O programa, então, será testado. “Os pais vão, novamente, responder ao questionário e a gente vai ver se diminuíram os sintomas das crianças”, explica Clarisse. Se a intervenção for efetiva, a ideia é disponibilizar o programa para a comunidade. “Pessoas esperam muito tempo por um atendimento psicológico. Então, a nossa ideia é que esse grupo possa funcionar de maneira multifamilar, atendendo várias famílias ao mesmo tempo. Isso diminuiria a espera e a fila, e alcançaria um número maior de famílias.”
As dificuldades
Para Clarisse, conseguir que 100 famílias participassem do estudo foi complicado. “É difícil, porque a gente precisa que as pessoas se exponham e recebam os pesquisadores e os auxiliares de pesquisa em casa, o que normalmente acaba acontecendo no final de semana ou à noite”, conta. “É o desafio de todos os pesquisadores.”
A solução encontrada foi adequar o estilo da pesquisa ao gosto dos pesquisados. “Os casais gostam de participar de encontros sobre como educar os filhos, por exemplo. Querem saber o que devem ou não fazer”. Esse foi um dos motivos que levou os pesquisadores a desenvolver a segunda etapa da pesquisa. A ideia, no entanto, é trabalhar para além das práticas parentais. “Não queremos focar só no desenvolvimento. As pesquisas mostram que dizer para os pais só ‘não pode bater no filho’ ou ‘não pode discutir na frente das crianças’ não resolve, porque eles não batem nos filhos, mas discutem no quarto. Fica um clima horrível e as crianças sentem o que está acontecendo”. Para Clarisse, é preciso que os pais entendam que ter um problema que não conseguem resolver gera nos filhos insegurança e faz com que eles tenham medo de que os pais venham a se separar, e que o fato de ter um clima familiar de muita desavença e pouco afeto gera o desenvolvimento de sintomas nos filhos.
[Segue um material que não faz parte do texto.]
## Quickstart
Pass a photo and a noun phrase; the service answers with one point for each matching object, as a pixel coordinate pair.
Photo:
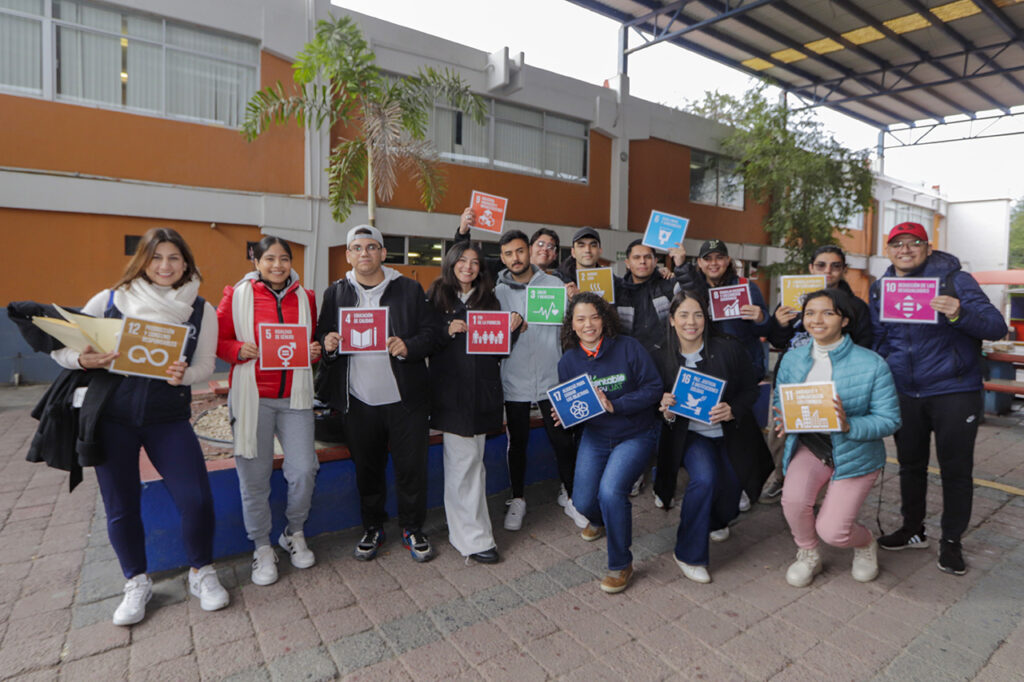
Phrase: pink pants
(837, 521)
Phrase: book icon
(365, 339)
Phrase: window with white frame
(716, 179)
(513, 138)
(73, 50)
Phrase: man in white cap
(384, 395)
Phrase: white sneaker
(514, 514)
(695, 573)
(803, 570)
(563, 497)
(302, 556)
(138, 591)
(865, 562)
(719, 536)
(205, 585)
(264, 565)
(577, 517)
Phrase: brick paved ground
(538, 614)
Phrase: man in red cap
(938, 375)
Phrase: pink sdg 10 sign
(908, 300)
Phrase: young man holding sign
(385, 394)
(938, 374)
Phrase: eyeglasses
(907, 244)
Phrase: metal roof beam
(886, 66)
(955, 35)
(872, 22)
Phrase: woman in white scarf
(160, 284)
(265, 402)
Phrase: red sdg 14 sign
(363, 330)
(487, 332)
(284, 346)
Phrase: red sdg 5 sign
(487, 332)
(284, 346)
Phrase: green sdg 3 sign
(545, 305)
Padrão de comportamentos – os primeiros resultados
Dentro dos resultados já analisados – por meio de cálculos estatísticos que mostram o peso das variáveis no desenvolvimento dos sintomas – as variáveis que mais impactam no desenvolvimento de sintomas são: acompetição e o conflito coparental – o quanto os pais brigam na divisão das tarefas, e o quanto cada um acha que o seu jeito de educar o filho é mais importante ou mais certo – e as práticas parentais de intrusividade e comportamentos coercitivos – bater no filho, xingar, utilizar violência, etc. Existem, por outro lado, algumas variáveis que protegem. Se existirem bons níveis de acordo coparental ou divisão das tarefas, por exemplo, é possível proteger os filhos do desenvolvimento de sintomas
“O interessante nos resultados é que a gente conseguiu identificar o que não funciona (o que gera sintomas), mas a gente também conseguiu ver o que as famílias com filhos sem sintomas têm de diferente”. Clarisse destaca que o desenvolvimento de sintomas está, sim, ligado também à qualidade do relacionamento conjugal. “Os pais têm uma ideia de que o filho não tem nada a ver com o relacionamento conjugal, mas, na realidade, isso é impossível. As crianças percebem tudo o que acontece no ambiente familiar; são muito perceptivas”, ela explica. “Conflitos todos têm. É inerente. A questão é a forma de resolver esses conflitos. Isso protege o desenvolvimento de sintomas nos filhos. A nossa ideia também é trabalhar em termos de prevenção.”